💰Maybe lets not recommend books for rich people
Books

💰Maybe lets not recommend books for rich people


Paige Lewis is the author of Canon, out today from Viking. Below, they discuss three of the books, movies, and TV shows that influenced their debut novel.

Don Hertzfeldt’s It’s Such a Beautiful Day: When I was an editor for my undergraduate newspaper, I had the opportunity to interview Don Hertzfeldt, who was touring a few dozen theaters with his animated feature film, It’s Such a Beautiful Day.

While I remember nothing about that interview (sorry, Don), I can clearly remember the absolute awe I felt while at the screening for It’s Such a Beautiful Day, which follows the life of Bill, a man suffering from an unidentified form of memory loss. Hertzfeldt narrates the film and, while I can’t say too much without spoilers, I will say that his role and behavior as the film’s narrator highly influenced the voice of the narrator in Canon.

Gwendolyn Brooks’s Annie Allen: Annie Allen by Gwendolyn Brooks has been a wildly important influence on Canon. Brooks’s book is split into three parts, each following a different section of the life of the titular Annie Allen, a Black woman growing up in Chicago. The middle section, an epic with the incredible title “The Anniad”, follows Annie’s journey through a relationship irrevocably affected when her beloved is sent off to war and comes back with PTSD.

I remember reading “The Anniad” for the first time and having my understanding of the hero’s journey completely challenged and expanded. This epic isn’t about the soldier, it’s about how his behavior affects the journey of the actual hero, Annie. The relationship between Annie and her mother in this book also helped me to make sense of the mother/child relationship in my book.

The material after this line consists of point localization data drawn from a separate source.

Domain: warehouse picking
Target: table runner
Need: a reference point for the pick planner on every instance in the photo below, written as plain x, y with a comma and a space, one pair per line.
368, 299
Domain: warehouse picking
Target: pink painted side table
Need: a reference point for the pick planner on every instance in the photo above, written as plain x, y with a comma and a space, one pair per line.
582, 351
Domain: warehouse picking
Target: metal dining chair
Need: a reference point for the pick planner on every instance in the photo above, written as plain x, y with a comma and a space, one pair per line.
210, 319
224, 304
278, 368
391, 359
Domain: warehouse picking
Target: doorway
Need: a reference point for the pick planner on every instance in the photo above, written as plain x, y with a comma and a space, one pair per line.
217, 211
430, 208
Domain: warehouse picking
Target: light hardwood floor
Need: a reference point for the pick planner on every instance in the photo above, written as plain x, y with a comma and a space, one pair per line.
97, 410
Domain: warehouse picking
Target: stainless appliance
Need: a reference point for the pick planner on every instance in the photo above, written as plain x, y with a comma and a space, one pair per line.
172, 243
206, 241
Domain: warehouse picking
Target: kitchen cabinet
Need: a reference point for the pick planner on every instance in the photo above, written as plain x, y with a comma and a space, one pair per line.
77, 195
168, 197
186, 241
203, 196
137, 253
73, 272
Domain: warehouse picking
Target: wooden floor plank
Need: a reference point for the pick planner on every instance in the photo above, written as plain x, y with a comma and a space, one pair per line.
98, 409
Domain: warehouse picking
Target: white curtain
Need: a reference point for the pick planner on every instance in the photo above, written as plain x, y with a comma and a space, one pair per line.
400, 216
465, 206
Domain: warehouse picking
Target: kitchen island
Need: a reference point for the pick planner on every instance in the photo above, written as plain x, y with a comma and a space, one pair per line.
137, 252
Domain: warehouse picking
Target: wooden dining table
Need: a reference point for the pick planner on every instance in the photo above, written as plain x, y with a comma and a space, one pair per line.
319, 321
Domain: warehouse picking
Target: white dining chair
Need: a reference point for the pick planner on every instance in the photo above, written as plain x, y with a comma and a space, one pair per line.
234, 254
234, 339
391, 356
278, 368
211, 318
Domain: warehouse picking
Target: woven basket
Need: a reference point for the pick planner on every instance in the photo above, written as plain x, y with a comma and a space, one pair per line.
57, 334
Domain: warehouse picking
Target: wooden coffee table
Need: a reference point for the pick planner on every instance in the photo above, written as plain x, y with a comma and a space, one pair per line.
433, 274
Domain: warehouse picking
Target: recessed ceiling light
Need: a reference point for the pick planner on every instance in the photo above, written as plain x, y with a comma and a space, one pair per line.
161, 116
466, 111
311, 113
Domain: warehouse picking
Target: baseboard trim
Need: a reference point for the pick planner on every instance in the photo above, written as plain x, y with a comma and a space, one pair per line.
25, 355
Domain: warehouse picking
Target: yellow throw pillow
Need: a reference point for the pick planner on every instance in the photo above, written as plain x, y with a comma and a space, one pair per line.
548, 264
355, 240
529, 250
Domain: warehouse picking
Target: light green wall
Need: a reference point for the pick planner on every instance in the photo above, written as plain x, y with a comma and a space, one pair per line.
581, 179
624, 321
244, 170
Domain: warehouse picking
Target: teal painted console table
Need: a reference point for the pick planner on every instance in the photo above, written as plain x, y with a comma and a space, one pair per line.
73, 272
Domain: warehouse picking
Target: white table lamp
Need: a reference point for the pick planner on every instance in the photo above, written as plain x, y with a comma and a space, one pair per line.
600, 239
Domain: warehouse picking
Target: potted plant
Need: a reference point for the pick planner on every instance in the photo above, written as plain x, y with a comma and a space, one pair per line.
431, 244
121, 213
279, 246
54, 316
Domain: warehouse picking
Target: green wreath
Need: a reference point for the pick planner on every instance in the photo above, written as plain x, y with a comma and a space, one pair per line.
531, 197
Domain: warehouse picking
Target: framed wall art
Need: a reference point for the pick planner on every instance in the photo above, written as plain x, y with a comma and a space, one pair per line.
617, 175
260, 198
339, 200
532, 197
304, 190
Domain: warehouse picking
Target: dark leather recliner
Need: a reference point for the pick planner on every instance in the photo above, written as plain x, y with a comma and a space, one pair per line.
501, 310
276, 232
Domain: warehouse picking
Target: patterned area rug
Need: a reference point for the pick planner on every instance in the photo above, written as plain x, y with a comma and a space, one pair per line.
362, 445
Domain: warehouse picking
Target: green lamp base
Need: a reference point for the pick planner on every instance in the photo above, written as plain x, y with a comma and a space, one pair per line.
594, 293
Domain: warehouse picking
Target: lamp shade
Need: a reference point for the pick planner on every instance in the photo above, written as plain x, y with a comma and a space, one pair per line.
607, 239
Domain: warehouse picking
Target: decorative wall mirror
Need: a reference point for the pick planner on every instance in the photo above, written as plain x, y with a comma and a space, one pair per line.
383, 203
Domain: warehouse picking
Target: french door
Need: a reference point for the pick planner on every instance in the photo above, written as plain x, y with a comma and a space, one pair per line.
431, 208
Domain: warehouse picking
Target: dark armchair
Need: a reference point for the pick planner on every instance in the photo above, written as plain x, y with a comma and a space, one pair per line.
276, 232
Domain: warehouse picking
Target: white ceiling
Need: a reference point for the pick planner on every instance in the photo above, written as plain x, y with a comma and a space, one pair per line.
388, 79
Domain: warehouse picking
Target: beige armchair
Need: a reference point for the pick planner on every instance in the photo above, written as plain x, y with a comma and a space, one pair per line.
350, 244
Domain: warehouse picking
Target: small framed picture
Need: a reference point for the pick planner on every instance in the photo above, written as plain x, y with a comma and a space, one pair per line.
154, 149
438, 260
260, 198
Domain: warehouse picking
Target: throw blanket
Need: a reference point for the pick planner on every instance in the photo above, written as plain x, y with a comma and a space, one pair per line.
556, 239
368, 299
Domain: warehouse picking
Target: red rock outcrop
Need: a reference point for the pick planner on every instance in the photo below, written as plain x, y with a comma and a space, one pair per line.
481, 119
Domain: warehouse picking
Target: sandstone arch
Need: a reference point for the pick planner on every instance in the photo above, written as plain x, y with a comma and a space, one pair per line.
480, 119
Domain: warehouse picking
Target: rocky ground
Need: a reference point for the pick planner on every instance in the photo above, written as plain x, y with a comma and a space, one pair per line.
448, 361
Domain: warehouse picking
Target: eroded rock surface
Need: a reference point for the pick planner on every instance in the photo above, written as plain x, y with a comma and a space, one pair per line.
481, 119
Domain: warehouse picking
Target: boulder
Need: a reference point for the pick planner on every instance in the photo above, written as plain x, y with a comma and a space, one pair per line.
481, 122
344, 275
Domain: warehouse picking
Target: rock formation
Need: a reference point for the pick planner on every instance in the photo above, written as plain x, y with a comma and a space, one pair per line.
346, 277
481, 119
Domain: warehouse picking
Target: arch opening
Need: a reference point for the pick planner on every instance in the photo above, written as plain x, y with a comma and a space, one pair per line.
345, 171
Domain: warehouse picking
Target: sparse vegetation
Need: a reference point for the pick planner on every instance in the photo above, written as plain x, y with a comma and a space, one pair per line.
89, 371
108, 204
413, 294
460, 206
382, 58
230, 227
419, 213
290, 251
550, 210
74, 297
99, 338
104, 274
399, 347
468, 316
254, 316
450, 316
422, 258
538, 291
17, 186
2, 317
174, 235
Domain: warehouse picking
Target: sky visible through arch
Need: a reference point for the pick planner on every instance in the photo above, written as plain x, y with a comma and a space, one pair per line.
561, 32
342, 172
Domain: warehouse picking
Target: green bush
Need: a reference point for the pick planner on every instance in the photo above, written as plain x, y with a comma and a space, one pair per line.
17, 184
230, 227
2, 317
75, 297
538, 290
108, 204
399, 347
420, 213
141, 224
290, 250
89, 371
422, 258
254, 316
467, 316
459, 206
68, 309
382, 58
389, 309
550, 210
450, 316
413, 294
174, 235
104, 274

The Simpsons: The first ten seasons of The Simpsons are the reason I’m a writer. When I was young, I often experienced art and literature through the lens of The Simpsons—the first time I ever heard Edgar Allan Poe’s “The Raven” was when James Earl Jones read the poem in its entirety during the very first “Treehouse of Horror” episode. Soon after, I asked my mom for a copy of Poe’s complete works, and I carried that gilded book around my middle school like a Bible.

This sort of discovering literature through Simpsons parodies and references continued well into adulthood. My husband, Kaveh Akbar, who I first met because of our shared love of The Simpsons, likes to say that the more literature we read, the more we understand the jokes on The Simpsons. It’s absolutely true! Without The Simpsons, there would be no Canon.